これは勝幔経の冒頭に書かれています。そこに参列した全員がこのお辞儀をしたというものです。どういうお辞儀か、これに答えられる人は、数千、数万人いるのではないか。特に財界人にいるといわれています。ただし、正しく実行できるとなると、10人くらいになるでしょう。あとは物まね程度、それでも健康効果はあるといわれています。

愛縛という密教部分。

理趣経という経典がある。この中に、「愛縛清清句是菩薩」(あいばくせいせいくしぼさい)というものがある。何を言っているのだ。

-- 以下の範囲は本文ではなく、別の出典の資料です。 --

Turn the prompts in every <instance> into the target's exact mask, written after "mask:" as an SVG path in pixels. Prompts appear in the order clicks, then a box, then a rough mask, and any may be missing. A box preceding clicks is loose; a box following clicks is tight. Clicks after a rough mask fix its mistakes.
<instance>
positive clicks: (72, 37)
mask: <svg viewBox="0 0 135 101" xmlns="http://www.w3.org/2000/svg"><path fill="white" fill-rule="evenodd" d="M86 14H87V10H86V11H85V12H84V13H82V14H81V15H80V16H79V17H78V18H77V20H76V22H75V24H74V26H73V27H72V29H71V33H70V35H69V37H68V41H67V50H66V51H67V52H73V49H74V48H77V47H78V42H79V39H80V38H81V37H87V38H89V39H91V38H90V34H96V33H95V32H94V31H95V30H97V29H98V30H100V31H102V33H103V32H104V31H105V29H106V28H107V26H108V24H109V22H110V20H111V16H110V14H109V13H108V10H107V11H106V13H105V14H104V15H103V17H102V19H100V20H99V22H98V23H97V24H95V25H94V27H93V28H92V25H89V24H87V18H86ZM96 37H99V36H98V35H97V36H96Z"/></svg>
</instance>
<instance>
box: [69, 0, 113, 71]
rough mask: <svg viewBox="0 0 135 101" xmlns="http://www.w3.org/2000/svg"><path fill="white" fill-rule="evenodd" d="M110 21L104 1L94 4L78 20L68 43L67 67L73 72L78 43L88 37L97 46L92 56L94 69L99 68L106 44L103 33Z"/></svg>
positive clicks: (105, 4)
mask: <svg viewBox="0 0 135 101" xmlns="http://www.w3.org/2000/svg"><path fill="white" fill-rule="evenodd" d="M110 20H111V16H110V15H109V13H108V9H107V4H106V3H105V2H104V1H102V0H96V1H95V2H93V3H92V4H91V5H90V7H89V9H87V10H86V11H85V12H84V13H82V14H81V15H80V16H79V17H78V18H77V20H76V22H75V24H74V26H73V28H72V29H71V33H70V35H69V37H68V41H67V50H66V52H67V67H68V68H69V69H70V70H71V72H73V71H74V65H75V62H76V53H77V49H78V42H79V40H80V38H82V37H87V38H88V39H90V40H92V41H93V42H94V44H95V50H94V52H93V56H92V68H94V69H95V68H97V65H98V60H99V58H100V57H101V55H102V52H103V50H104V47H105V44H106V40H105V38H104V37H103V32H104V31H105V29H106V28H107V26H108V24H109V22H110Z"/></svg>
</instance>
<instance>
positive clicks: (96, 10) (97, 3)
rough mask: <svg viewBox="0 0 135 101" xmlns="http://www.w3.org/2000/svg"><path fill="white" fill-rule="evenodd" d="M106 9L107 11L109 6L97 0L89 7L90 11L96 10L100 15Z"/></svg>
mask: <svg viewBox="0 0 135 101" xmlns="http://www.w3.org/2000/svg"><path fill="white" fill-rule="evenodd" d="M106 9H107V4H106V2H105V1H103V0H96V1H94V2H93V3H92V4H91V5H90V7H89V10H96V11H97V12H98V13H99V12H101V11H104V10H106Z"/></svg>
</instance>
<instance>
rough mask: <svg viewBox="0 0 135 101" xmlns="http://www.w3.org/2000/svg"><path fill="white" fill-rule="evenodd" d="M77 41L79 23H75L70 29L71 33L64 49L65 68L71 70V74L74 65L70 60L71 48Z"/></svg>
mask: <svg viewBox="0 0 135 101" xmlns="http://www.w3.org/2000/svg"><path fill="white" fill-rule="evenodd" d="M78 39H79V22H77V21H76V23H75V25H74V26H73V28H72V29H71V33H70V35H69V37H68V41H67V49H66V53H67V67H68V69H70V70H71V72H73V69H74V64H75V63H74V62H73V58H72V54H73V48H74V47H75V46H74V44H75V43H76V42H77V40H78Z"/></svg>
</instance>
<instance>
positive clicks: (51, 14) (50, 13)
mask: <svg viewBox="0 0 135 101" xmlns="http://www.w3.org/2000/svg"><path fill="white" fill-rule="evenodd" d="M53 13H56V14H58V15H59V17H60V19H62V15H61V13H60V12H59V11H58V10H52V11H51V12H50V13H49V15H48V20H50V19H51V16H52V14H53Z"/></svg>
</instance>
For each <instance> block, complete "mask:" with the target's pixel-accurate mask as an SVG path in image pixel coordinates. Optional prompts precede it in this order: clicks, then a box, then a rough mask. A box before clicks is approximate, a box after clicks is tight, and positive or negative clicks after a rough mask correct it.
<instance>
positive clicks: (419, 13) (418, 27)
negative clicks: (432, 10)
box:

平安朝の貴婦人たちが好んで口ずさんだものと伝えられる。意味は分からない。この経典について、空海と最澄が激突した。何も知らない人たちは「高層でもけんかをするのか」というくらいの目で見るが、そうではない。これではわからないから、「これはこれだ」という解釈学のようなものを見さて呉れと、最澄が頼んだところ、空海が「見る人によって誤解を生じるから」という口実で断った。当時、空海だけが持っていた「理趣釈経」のことである。ここにも、密教をめぐる高僧たちの大喧嘩の原因を見ることができる。これはど、密教の伝授は難しいものである。